N,N-Dimethylphenylalanine methyl ester (2): A solution of 1.0 g (5.6 mmol) (S)-(+)-1 in 56 ml
THF and solid NaBH4 1.477 g (39.1 mmol) were slowly added (simultaneously) to a solution of
6.0 ml 37% formaldehyde (208 mmol) and 5.6 ml 20% H2SO4 in 28 ml THF over a period of 15
min at room temperature. The reaction mixture was stirred for additional 15 min and then the pH
was adjusted to 9 using diluted aqueous KOH. The resulting suspension was extracted by ethyl
acetate (3x15 ml) and the combined organic layer was washed with brine and dried with
anhydrous Na2SO4. The crude product was purified using column chromatography on silica gel
column eluted with petroleum ether and ethyl acetate (10:1, v/v) to give the
N,N-dimethylphenylalanine methyl ester 2 as yellowish oil, 754 mg (65%).
2-(Dimethylamino)-3-phenylpropanehydrazide (3): Aqueous hydrazine (80%) was added to 2
in ethanol (5.0 ml) and then refluxed for 24 hours. A viscous liquid was obtained after removing
solvent under reduced pressure, which was subject to chromatography on a silica gel column
eluted with CH2Cl2/CH3OH (20:1, v/v) to afford 3, 621 mg (83%).

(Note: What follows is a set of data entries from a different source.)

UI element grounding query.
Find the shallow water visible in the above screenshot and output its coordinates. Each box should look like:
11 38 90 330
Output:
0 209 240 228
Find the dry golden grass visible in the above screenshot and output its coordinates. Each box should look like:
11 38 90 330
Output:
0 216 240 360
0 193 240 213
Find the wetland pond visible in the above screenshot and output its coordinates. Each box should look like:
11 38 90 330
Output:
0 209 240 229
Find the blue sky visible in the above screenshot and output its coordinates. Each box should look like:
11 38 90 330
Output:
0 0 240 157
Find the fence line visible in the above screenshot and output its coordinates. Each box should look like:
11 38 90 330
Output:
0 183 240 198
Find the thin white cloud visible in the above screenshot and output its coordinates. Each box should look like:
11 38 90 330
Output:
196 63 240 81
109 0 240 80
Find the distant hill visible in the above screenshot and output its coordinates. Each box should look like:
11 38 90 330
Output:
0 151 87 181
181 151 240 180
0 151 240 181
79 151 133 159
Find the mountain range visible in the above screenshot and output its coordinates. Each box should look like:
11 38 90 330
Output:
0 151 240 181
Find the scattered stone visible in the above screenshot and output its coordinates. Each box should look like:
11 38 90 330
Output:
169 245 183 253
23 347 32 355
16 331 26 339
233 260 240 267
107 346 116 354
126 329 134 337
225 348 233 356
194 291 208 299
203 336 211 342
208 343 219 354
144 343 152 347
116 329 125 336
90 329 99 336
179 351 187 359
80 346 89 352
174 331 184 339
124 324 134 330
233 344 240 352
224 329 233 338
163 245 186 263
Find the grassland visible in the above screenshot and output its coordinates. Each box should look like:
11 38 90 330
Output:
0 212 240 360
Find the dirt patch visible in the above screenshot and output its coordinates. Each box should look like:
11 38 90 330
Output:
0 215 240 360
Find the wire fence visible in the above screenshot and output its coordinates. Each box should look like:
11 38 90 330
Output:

2-(2-(Dimethylamino)-3-phenylpropanoyl)-N-phenylhydrazinecarbothioamide (L-/D-PLTU):
3 then reacted with phenyl isothiocyanate in CH2Cl2. The solution was stirred at room temperature
for 12 hours, after which the solvent was removed under reduced pressure. The product was
purified by chromatography on a silica gel column eluted with CH2Cl2/CH3OH (40:1, v/v).
L-PLTU: 1H NMR (400MHz, DMSO-d6): (ppm), 10.01 (s, 1H), 9.73 (s, 1H), 8.88 (s, 1H), 7.42 (s,
2H), 7.34 (t, 2H, J = 8.0 Hz), 7.21-7.27 (m, 4H), 7.13-7.18 (m, 2H), 3.47 (t, 1H, J = 6.0 Hz),
2.98-3.03 (m, 1H), 2.85-2.90 (m, 1H), 2.32 (s, 1H); 13C NMR (100MHz, CDCl3): (ppm), 178.0,
168.5, 138.5, 137.4, 129.1, 128.6, 126.6, 126.3 124.6, 69.7, 42.3, 32.7; HRMS (ESI): calcd for
[C9H9F3N3OS+]: 343.1593, found: 343.1591. D-PLTU: 1H NMR (400MHz, DMSO-d6): (ppm),
10.01 (s, 1H), 9.70 (s, 1H), 8.83 (s, 1H), 7.41 (s, 2H), 7.32 (t, 2H, J = 8.0 Hz), 7.21-7.26 (m, 4H),
7.12-7.17 (m, 2H), 3.45 (t, 1H, J = 6.0 Hz), 2.97-3.01 (m, 1H), 2.84-2.89 (m, 1H), 2.31 (s, 1H);
13C NMR (100MHz, CDCl3): (ppm), 178.0, 168.4, 138.5, 137.5, 129.1, 128.6, 126.6, 126.2 124.5,
69.7, 42.3, 32.7; HRMS (ESI): calcd for [C9H9F3N3OS+]: 343.1593, found: 343.1579.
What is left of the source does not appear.